Twitter on Thursday suspended the accounts of journalists who cover the social media platform and its new owner Elon Musk, including journalists working for the New York Times, Washington Post, CNN, Voice of America and other publications.
The company did not explain to reporters why it deleted the accounts and made their past profiles and tweets disappear. But Musk took to Twitter on Thursday night to accuse reporters of sharing private information about his whereabouts which he described as “essentially assassination coordinates.” He provided no evidence to support this claim.
The sudden suspension of journalists follows Musk’s decision on Wednesday to permanently ban an account that automatically tracked his private jet flights using publicly available data. It also led to Twitter changing its rules for all users to prohibit sharing another person’s current location without their consent.
Several of the suspended reporters Thursday night had written about the new policy and Musk’s rationale for imposing it, which involved his allegations about a harassment incident he said affected his family Tuesday night in Los Angeles.
“The same doxxing rules apply to ‘journalists’ as everyone else,” Musk tweeted on Thursday.
“Doxxing” refers to the online disclosure of someone’s identity, address, or other personal information.
Washington Post editor Sally Buzbee has called for tech journalist Drew Harwell’s Twitter account to be reinstated immediately. The suspension “directly undermines Elon Musk’s assertion that he intends to make Twitter a platform dedicated to free speech,” Buzbee wrote. “Harwell was banned without warning, process or explanation, following the publication of his accurate reporting on Musk.”
CNN said in a statement that “the impulsive and unjustified suspension of a number of journalists, including CNN’s Donie O’Sullivan, is concerning but not surprising.”
“Twitter’s growing instability and volatility should be of incredible concern to anyone who uses Twitter,” the CNN statement added. “We have requested an explanation from Twitter, and we will reassess our relationship based on that response.”
Another suspended reporter, Matt Binder of tech news outlet Mashable, said he was banned Thursday night immediately after sharing a screenshot O’Sullivan posted before the reporter was suspended from CNN.
The screenshot showed a statement from the Los Angeles Police Department sent earlier Thursday to multiple outlets, including the Associated Press, about how it was in contact with Musk’s representatives about the harassment incident. suspected, but that no crime report had yet been filed.

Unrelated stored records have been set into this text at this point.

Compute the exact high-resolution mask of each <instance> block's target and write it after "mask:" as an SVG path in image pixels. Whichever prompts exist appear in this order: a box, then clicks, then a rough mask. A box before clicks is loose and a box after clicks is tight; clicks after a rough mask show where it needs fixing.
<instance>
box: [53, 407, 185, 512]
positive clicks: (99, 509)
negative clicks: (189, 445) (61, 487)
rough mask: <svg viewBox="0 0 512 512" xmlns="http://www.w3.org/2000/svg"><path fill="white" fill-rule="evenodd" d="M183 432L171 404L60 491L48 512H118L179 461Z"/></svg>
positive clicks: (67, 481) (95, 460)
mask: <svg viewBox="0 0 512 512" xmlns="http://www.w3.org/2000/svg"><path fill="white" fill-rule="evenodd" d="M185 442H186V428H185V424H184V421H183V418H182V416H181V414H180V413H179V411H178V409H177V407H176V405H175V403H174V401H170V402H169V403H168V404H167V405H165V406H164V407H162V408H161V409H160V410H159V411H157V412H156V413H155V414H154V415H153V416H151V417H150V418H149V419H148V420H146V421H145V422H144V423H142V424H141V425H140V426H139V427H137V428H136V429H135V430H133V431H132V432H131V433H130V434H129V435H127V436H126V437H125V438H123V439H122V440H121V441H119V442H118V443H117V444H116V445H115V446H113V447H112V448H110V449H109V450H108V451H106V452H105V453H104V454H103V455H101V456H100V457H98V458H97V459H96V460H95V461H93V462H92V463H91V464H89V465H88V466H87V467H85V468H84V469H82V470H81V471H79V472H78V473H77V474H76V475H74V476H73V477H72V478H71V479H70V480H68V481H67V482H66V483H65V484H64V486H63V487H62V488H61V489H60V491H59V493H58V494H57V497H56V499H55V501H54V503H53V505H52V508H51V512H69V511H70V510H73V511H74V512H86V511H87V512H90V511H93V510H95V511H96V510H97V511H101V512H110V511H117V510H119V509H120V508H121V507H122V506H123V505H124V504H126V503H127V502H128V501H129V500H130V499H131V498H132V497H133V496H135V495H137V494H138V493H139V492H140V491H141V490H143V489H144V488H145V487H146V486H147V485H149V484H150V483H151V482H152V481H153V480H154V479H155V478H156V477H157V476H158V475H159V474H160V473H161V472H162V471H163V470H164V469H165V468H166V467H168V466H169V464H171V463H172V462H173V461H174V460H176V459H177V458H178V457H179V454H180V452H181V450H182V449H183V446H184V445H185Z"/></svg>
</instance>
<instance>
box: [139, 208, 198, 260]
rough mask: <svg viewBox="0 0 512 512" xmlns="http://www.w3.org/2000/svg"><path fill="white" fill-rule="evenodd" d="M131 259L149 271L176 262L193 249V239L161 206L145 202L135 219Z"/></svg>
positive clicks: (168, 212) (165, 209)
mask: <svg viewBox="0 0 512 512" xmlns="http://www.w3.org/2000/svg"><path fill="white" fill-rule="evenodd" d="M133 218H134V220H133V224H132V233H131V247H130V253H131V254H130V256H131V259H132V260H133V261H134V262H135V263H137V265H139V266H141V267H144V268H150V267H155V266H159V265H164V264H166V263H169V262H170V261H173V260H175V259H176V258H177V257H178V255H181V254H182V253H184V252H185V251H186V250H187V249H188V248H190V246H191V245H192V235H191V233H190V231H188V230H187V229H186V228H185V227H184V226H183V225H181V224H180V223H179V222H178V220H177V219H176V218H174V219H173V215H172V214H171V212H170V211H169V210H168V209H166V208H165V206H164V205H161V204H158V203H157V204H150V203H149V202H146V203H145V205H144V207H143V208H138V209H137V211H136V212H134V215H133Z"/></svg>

“I have not shared any location data, per Twitter’s new terms. Nor have I shared links to ElonJet or other location tracking accounts,” Binder said in an email. “I’ve been very critical of Musk, but I’ve never violated any of Twitter’s listed policies.”
Binder said a message he received while trying to access his Twitter account showed his suspension was permanent. But Musk later suggested the sanction would last for a week in response to a question about his suspension of former ESPN and MSNBC host Keith Olbermann.
Late Thursday, Musk briefly joined a Twitter Spaces conference chat hosted by Buzzfeed reporter Kate Notopoulos. He reiterated his claims that journalists banned by Twitter “doxxed” him when reporting the banning of aircraft tracking accounts.
“There’s no special treatment for journalists,” Musk said, after being asked by the Post’s Drew Harwell if he had a connection between the harassment incident and real-time news reporting.
“You dox, you’re suspended, end of story,” he added, before abruptly stepping away.
Another suspended reporter, Steve Herman of Voice of America, said he assumed he was banned “because I was tweeting about other journalists being suspended for tweeting about started accounts that were linked to the Elon Jet stream. “.
The suspensions come as Musk makes major changes to content moderation on Twitter. He attempted, through the publication of some company documents dubbed “The Twitter Files”, to claim that the platform had suppressed right-wing voices under its former leaders.
He promised to let free speech reign and reinstated high-profile accounts that previously violated Twitter’s rules against hateful behavior or harmful misinformation, but also said he would remove negativity and hate by depriving some “free access” accounts.
The nonprofit Committee to Protect Journalists, which defends journalists around the world, said late Thursday that it was concerned about the suspensions.
“If this is upheld as retaliation for their work, it would be a serious violation of journalists’ rights to report the news without fear of reprisal,” the group said.